University of California, San Diego
Preferential attachment is a powerful mechanism explaining the emergence of scaling in growing networks. If new connections are established preferentially to more popular nodes in a network, then the network is scale-free. Here we show that not only popularity but also similarity is a strong force shaping the network structure and dynamics. We develop a framework where new connections, instead of preferring popular nodes, optimize certain trade-offs between popularity and similarity. The framework admits a geometric interpretation, in which preferential attachment emerges from local optimization processes. As opposed to preferential attachment, the optimization framework accurately describes large-scale Internet evolution, predicting new links in the Internet with a remarkable precision. The developed framework can thus be used for predicting new links in evolving networks, and provides a different perspective on preferential attachment as an emergent phenomenon.

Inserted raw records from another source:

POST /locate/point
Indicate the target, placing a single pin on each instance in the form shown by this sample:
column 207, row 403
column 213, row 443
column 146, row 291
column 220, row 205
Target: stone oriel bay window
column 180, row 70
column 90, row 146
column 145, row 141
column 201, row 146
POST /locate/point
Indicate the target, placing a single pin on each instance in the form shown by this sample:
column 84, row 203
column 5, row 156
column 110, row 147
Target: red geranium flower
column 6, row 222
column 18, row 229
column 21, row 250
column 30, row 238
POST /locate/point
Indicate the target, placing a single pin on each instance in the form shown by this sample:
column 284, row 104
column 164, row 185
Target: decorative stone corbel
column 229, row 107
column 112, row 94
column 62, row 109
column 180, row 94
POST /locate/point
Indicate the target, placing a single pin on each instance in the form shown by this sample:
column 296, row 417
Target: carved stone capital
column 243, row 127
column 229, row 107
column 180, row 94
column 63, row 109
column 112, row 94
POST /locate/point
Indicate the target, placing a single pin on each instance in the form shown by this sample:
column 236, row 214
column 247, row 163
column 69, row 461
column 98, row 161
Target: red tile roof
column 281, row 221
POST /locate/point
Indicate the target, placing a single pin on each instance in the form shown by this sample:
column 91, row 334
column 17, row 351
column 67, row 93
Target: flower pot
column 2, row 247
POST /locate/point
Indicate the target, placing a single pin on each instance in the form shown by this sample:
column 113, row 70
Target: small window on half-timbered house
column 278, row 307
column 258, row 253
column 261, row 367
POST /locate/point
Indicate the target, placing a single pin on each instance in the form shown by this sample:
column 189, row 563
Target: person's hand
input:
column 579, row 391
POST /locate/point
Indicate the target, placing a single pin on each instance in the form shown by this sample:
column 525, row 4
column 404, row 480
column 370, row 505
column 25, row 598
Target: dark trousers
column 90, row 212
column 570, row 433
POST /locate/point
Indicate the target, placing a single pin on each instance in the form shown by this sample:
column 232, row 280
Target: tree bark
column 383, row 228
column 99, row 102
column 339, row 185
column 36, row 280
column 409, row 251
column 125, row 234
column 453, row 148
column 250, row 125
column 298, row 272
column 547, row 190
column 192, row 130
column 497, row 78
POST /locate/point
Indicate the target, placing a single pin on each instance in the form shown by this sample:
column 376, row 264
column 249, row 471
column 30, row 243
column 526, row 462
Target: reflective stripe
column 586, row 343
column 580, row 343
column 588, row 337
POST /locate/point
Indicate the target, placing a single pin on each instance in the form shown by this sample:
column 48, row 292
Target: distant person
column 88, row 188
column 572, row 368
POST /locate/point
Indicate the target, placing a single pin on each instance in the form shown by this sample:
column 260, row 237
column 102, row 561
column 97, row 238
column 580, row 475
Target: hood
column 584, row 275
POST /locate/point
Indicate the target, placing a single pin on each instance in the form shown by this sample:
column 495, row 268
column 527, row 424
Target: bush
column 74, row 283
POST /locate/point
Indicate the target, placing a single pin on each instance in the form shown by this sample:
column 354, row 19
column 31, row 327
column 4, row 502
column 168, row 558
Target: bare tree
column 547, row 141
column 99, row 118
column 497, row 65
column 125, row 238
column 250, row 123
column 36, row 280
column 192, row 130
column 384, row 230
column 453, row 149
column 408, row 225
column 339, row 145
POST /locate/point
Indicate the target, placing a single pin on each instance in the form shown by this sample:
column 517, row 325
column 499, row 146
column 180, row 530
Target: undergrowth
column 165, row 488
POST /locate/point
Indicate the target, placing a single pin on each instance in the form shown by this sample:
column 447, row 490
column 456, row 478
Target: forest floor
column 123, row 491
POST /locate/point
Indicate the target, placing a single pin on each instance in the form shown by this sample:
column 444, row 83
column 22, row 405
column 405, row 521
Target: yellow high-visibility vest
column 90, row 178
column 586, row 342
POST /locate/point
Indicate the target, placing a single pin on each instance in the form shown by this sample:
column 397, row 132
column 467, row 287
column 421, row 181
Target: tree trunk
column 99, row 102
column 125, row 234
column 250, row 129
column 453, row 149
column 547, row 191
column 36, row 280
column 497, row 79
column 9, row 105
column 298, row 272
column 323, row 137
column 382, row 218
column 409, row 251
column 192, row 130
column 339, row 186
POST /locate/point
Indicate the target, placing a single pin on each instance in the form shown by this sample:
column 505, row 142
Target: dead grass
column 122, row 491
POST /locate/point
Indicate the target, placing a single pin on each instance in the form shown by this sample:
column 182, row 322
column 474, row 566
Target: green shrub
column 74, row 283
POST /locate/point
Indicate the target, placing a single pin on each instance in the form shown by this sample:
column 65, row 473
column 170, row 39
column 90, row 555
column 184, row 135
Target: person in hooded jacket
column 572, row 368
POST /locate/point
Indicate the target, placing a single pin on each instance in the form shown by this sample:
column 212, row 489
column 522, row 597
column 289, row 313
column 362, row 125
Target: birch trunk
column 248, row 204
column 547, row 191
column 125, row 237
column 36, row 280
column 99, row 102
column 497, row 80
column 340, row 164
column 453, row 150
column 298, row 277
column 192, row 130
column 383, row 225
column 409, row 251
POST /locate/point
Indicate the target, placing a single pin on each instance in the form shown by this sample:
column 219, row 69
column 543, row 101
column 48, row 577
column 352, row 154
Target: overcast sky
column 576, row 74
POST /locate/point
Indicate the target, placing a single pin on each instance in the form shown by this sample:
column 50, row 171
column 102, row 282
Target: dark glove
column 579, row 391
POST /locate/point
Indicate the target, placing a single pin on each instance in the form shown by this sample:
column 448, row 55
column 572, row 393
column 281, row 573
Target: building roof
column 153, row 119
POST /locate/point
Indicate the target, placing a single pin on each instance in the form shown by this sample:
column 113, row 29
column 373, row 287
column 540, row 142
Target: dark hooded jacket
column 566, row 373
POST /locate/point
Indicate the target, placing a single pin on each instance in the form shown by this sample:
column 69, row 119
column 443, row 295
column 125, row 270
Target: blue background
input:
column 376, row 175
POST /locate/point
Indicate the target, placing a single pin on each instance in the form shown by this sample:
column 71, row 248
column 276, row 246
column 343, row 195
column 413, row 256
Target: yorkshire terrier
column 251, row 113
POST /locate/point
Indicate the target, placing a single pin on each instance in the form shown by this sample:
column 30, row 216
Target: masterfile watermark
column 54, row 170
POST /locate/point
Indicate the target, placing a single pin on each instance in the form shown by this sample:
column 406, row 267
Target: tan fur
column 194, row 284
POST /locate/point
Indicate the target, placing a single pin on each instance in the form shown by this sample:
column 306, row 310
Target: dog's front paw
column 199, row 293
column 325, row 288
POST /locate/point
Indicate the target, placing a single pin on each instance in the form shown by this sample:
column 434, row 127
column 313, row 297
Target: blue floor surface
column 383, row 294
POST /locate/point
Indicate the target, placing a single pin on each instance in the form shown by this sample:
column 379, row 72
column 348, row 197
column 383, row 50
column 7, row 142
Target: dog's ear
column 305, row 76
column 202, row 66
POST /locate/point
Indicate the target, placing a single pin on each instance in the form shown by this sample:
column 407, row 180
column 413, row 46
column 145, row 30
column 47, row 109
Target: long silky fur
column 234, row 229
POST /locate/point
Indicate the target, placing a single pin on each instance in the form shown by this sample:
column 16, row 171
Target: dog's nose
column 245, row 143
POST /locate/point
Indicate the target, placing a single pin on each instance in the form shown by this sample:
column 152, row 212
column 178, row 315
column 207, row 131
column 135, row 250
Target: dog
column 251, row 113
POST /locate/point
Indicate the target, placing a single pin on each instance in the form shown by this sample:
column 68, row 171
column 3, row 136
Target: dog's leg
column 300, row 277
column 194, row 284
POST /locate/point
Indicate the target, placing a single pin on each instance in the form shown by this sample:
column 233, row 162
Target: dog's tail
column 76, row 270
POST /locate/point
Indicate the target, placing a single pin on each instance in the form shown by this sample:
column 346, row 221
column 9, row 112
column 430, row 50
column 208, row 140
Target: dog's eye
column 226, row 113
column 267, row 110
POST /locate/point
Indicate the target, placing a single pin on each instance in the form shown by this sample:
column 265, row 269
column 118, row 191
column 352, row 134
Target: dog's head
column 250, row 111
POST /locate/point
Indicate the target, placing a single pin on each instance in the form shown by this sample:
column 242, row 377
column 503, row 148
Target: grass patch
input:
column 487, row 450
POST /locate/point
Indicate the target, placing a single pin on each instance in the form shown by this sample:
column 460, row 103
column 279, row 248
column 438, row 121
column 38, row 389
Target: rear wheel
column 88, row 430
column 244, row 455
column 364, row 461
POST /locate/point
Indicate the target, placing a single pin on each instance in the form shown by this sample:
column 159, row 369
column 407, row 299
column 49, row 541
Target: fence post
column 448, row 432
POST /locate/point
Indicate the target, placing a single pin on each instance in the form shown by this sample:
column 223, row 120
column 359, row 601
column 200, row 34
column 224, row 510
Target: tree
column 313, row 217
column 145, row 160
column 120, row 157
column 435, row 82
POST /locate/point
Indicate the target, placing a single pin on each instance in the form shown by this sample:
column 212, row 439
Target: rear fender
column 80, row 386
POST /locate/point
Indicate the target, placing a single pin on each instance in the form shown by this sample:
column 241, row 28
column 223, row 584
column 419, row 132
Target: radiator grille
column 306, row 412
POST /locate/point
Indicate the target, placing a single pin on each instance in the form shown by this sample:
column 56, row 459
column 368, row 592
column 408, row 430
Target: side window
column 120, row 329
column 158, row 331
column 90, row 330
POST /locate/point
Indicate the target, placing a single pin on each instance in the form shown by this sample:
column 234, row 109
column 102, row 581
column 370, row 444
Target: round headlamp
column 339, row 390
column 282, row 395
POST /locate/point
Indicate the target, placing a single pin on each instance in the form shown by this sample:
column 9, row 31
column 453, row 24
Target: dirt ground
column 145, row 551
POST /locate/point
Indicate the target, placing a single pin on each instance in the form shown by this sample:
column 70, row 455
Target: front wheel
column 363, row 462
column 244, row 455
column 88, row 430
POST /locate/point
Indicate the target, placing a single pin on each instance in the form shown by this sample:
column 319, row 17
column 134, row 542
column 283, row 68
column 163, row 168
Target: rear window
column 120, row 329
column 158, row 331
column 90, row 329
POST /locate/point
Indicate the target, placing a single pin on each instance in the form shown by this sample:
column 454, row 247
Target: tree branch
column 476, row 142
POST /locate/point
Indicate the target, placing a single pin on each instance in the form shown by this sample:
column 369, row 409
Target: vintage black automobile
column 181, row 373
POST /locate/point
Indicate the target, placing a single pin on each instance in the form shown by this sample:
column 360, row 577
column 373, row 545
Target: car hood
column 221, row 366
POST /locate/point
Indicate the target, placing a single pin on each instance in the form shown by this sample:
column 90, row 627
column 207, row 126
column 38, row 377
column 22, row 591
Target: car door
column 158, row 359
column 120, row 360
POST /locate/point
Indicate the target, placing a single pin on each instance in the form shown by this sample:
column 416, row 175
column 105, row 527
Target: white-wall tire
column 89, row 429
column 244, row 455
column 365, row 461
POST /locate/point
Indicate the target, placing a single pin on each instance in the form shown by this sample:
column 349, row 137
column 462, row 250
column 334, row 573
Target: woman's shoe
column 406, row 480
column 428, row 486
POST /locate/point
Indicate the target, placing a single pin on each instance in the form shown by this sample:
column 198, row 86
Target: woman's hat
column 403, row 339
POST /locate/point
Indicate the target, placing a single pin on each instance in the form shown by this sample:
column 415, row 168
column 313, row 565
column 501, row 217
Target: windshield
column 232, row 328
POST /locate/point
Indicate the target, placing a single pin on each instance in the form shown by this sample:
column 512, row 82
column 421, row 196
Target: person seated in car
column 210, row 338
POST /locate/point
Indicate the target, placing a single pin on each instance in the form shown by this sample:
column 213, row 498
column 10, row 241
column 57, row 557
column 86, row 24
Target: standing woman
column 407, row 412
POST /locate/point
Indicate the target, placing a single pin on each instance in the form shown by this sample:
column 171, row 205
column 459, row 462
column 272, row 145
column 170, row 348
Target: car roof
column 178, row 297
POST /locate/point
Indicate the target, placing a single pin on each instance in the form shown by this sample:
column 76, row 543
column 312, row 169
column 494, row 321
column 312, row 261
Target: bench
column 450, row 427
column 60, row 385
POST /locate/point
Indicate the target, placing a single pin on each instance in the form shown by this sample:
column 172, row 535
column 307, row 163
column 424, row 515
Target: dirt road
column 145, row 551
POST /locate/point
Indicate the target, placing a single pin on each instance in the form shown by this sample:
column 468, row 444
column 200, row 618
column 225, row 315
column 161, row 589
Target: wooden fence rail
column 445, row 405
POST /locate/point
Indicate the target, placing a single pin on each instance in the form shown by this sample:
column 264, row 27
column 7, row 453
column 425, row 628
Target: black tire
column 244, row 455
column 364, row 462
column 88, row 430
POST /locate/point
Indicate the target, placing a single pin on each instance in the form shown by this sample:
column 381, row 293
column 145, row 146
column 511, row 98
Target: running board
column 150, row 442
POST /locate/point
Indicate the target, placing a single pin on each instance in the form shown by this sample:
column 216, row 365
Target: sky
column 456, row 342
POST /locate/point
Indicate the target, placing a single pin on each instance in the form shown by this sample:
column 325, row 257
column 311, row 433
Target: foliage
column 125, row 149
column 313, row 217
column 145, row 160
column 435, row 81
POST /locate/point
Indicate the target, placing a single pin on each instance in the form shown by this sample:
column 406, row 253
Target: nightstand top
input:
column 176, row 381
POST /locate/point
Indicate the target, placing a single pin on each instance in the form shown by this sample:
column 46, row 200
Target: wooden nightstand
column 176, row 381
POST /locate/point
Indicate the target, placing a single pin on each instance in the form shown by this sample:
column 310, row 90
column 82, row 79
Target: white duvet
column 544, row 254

Dmitri Krioukov graduated from St. Petersburg State University with Diploma in Physics in 1993. In 1998 he received his Ph.D. in Physics from Old Dominion University, and joined the networking industry at Dimension Enterprises. After their acquisition, he accepted a research scientist position with Nortel Networks. He has been with Cooperative Association for Internet Data Analysis (CAIDA) at the University of California, San Diego (UCSD), as a senior research scientist since 2004. His interests include complex network topology, geometry, and evolution. His recent application of geometric network mapping methods to the Internet resolved the longstanding problem of designing optimal Internet routing, and was featured in the news world-wide.